Most load testing tools have a fundamental design flaw: they throttle themselves. They send N requests, wait for responses, then send the next batch. That’s not how real traffic works. Real traffic doesn’t care whether your server is struggling — it keeps coming at the same rate.
That’s precisely why Vegeta exists, and why it belongs in your toolkit.
Vegeta (GitHub) is an HTTP load testing tool and library written in Go. It was built around one idea: constant-rate attack. You tell it "hit this endpoint at 500 requests per second" and it does exactly that, regardless of response times. The result is a brutally honest picture of what happens to your system under sustained pressure, not under a politely throttled benchmark.
This article walks through real-world Vegeta usage — from installation to multi-target shell scripts that you can drop into a CI pipeline or a pre-deploy smoke test.
Why Not ab, wrk, or k6?
ab (Apache Bench) is fine for a quick sanity check. wrk is fast and lua-scriptable. k6 is excellent for complex flows. But each of them operates on a concurrency model: they maintain N workers and push as hard as the workers allow.
The problem: if latency spikes, throughput drops. You end up testing "how fast can my server respond" rather than "what happens when traffic stays constant and the server slows down." The latter is what causes real outages.
Vegeta separates rate from concurrency. You set the rate, Vegeta maintains it. Latency can climb to 10 seconds — Vegeta still sends the next request on schedule. That’s the test your production incident was actually running.
Installation
Vegeta ships as a single static binary. No runtime dependencies, no Python version conflicts, no npm drama.
From GitHub releases (recommended for servers):
# Grab the latest release — check https://github.com/tsenart/vegeta/releases for current version
VEGETA_VERSION="12.12.0"
ARCH="amd64" # or arm64 for ARM machines
curl -L "https://github.com/tsenart/vegeta/releases/download/v${VEGETA_VERSION}/vegeta_${VEGETA_VERSION}_linux_${ARCH}.tar.gz" \
| tar xz vegeta
sudo mv vegeta /usr/local/bin/
vegeta --version
Via Go (if you have the toolchain):
go install github.com/tsenart/vegeta/v12@latest
On macOS:
brew install vegeta
Verify it works:
echo "GET http://httpbin.org/get" | vegeta attack -rate=5 -duration=5s | vegeta report
If you see a summary table, you’re good.
The Core Concepts
Before writing scripts, understand the three-stage pipeline Vegeta uses. It’s not hidden — it’s literally how you compose commands:
- Attack — sends requests at the specified rate, produces a binary stream of results
- Report — reads that binary stream and formats it (text summary, JSON, histogram)
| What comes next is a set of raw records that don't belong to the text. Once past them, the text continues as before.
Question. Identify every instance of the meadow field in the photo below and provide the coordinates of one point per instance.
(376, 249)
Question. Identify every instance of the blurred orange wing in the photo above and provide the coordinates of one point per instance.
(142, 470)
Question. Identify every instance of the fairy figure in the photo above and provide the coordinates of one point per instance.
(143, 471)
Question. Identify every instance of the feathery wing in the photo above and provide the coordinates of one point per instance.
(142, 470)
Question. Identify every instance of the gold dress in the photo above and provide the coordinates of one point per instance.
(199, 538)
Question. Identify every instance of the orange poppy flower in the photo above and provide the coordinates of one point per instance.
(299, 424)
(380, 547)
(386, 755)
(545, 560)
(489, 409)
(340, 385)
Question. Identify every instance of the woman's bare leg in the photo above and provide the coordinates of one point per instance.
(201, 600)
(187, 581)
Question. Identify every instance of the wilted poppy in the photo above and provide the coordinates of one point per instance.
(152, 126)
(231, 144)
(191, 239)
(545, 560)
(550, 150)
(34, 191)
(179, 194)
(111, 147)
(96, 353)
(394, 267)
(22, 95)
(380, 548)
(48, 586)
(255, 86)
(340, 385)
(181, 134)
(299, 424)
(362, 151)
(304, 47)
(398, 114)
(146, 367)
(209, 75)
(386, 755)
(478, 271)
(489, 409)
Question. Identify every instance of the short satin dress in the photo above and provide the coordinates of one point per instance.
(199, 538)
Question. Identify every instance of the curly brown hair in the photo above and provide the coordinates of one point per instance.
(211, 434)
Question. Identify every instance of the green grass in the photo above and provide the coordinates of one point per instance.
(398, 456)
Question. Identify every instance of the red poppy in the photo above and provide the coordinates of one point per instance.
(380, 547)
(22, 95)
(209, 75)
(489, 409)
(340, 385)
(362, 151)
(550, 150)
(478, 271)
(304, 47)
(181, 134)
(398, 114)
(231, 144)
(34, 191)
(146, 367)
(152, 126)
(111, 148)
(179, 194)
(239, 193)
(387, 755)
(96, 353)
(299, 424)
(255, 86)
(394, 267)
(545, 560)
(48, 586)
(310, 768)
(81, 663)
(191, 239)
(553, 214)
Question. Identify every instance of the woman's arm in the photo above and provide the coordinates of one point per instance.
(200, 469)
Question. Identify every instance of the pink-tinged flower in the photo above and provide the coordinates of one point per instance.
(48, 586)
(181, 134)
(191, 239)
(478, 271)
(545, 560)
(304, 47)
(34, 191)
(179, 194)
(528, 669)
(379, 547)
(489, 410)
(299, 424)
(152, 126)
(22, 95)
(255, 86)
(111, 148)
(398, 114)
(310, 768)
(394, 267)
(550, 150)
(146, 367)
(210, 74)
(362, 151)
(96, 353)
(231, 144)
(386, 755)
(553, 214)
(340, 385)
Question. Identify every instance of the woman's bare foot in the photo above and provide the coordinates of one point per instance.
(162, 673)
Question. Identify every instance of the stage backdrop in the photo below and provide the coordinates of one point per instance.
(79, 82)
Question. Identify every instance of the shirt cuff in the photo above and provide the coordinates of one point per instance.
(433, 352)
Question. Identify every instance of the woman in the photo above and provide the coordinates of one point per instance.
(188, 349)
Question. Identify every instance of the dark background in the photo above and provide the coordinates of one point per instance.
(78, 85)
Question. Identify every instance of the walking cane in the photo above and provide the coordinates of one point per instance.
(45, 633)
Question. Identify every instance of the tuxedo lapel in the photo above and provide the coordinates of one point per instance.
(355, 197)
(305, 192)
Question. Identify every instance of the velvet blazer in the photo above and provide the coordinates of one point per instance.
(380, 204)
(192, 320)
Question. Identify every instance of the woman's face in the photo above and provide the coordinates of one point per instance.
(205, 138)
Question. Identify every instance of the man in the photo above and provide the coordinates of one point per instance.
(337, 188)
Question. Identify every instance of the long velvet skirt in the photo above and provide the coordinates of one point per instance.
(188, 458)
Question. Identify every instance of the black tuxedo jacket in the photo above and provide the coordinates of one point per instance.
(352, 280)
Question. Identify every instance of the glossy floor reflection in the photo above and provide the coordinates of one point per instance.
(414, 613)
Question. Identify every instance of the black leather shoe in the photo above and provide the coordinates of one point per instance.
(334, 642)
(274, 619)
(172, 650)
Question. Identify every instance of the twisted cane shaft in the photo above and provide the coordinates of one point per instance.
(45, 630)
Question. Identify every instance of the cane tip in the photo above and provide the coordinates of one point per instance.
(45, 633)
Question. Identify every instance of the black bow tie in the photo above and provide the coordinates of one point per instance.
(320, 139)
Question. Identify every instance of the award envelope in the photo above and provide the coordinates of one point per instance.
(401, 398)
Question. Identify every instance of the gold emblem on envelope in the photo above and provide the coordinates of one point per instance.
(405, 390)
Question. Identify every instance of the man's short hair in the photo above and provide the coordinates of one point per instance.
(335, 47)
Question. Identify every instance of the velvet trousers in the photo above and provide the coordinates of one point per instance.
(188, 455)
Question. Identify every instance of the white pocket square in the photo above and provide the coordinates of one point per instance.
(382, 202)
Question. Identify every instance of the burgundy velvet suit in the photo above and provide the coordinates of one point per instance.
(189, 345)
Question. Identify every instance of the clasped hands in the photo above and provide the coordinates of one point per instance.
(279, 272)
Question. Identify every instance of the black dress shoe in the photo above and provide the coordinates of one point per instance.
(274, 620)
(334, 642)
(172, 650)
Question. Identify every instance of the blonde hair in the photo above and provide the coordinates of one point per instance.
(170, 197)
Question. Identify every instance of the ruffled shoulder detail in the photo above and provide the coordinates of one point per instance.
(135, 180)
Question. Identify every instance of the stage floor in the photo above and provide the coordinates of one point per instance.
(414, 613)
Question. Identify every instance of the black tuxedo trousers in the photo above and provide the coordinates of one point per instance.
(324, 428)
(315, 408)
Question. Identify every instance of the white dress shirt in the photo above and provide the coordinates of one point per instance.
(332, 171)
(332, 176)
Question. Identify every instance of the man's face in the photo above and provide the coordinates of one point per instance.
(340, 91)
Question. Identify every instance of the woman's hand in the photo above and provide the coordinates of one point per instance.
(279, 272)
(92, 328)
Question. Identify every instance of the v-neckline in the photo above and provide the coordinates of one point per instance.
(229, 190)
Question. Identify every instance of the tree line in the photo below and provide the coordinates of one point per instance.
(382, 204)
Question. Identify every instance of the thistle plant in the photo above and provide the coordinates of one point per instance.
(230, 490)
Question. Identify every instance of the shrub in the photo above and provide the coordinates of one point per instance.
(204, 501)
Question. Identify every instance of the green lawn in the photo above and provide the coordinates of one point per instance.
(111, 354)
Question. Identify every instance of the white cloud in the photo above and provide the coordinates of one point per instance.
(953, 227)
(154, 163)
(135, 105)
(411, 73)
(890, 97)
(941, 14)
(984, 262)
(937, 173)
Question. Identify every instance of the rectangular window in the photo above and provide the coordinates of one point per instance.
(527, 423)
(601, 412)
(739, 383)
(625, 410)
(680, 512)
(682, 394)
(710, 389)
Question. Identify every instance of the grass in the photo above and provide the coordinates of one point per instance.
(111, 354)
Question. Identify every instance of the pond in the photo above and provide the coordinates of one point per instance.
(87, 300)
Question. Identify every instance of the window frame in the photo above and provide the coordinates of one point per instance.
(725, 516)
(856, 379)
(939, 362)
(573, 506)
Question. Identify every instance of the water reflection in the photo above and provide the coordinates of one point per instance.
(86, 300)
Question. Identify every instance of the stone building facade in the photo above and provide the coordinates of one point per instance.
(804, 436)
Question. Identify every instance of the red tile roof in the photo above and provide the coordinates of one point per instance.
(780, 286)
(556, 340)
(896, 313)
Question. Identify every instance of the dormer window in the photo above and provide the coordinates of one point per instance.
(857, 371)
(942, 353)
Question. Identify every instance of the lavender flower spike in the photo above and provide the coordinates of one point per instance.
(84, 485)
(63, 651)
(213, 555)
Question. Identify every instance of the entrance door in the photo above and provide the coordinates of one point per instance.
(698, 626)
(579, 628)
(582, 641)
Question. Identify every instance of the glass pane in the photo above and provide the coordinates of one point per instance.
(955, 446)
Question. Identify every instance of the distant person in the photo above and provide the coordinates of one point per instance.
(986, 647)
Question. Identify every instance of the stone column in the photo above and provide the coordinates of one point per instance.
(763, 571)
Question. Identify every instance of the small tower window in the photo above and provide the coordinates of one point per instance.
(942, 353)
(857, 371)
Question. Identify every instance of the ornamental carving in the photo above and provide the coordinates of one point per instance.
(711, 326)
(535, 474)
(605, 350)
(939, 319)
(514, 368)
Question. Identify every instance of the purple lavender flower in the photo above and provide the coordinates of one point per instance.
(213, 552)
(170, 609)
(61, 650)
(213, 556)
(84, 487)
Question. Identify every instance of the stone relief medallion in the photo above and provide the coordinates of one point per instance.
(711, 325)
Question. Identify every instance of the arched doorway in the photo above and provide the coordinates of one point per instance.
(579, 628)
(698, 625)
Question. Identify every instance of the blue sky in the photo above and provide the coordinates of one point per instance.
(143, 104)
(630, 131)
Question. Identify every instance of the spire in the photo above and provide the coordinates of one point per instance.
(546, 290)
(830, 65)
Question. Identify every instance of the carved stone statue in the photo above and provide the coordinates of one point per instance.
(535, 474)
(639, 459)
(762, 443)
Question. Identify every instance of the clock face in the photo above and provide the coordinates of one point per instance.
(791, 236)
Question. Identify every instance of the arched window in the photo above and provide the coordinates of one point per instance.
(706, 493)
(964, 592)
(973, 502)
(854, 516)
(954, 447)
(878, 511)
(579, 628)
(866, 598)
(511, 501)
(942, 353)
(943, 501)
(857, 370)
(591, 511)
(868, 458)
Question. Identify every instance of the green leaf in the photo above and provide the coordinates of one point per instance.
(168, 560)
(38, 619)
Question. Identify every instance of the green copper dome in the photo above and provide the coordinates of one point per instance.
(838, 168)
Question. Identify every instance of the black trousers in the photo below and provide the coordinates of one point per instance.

- Plot — generates an SVG latency chart (useful for visual inspection)
vegeta attack [options] | vegeta report [options]
The binary stream can be saved to a file, which is essential for running attacks and generating multiple report types without re-running the test.
Basic Usage
The simplest possible attack:
echo "GET https://example.com/" | vegeta attack -rate=50 -duration=30s | vegeta report
Output:
Requests [total, rate, throughput] 1500, 50.03, 49.81/s
Duration [total, attack, wait] 30.104s, 29.98s, 123.72ms
Latencies [min, mean, 50, 90, 95, 99, max] 98ms, 134ms, 127ms, 189ms, 213ms, 390ms, 1.2s
Bytes In [total, mean] 213000, 142.00
Bytes Out [total, mean] 0, 0.00
Success [ratio] 100.00%
Status Codes [code:count] 200:1500
Error Set:
The 99th percentile and max latency are where you should be looking. If your p99 is 390ms but your SLA requires sub-200ms responses for 99% of traffic, you just found a problem — before the incident.
Targets File: Testing Multiple Endpoints
Real services aren’t one endpoint. You need to test a realistic distribution of traffic. Vegeta accepts a targets file with one request per entry:
# targets.txt
GET https://api.example.com/health
GET https://api.example.com/v1/users/123
POST https://api.example.com/v1/events
Content-Type: application/json
@event_body.json
GET https://api.example.com/v1/products?page=1&limit=20
Authorization: Bearer your_token_here
DELETE https://api.example.com/v1/sessions/abc123
Authorization: Bearer your_token_here
The @filename syntax attaches a file as the request body — cleaner than trying to inline JSON in the targets file.
Run it:
vegeta attack -targets=targets.txt -rate=100 -duration=60s | tee results.bin | vegeta report
The tee saves the raw binary results while also streaming to the report. You can then generate a histogram separately:
vegeta report -type=hist[0,10ms,50ms,100ms,250ms,500ms,1s] results.bin
Shell Scripting for Real Load Tests
This is where Vegeta gets serious. Here’s a production-grade shell script that runs a stepped load test — starting light and ramping up — so you can find the breaking point of your service.
#!/usr/bin/env bash
# load_ramp.sh — stepped load test with Vegeta
# Usage: ./load_ramp.sh https://api.example.com/v1/health
set -euo pipefail
TARGET_URL="${1:?Usage: $0 <target-url>}"
DURATION="30s"
RESULTS_DIR="./results/$(date +%Y%m%d_%H%M%S)"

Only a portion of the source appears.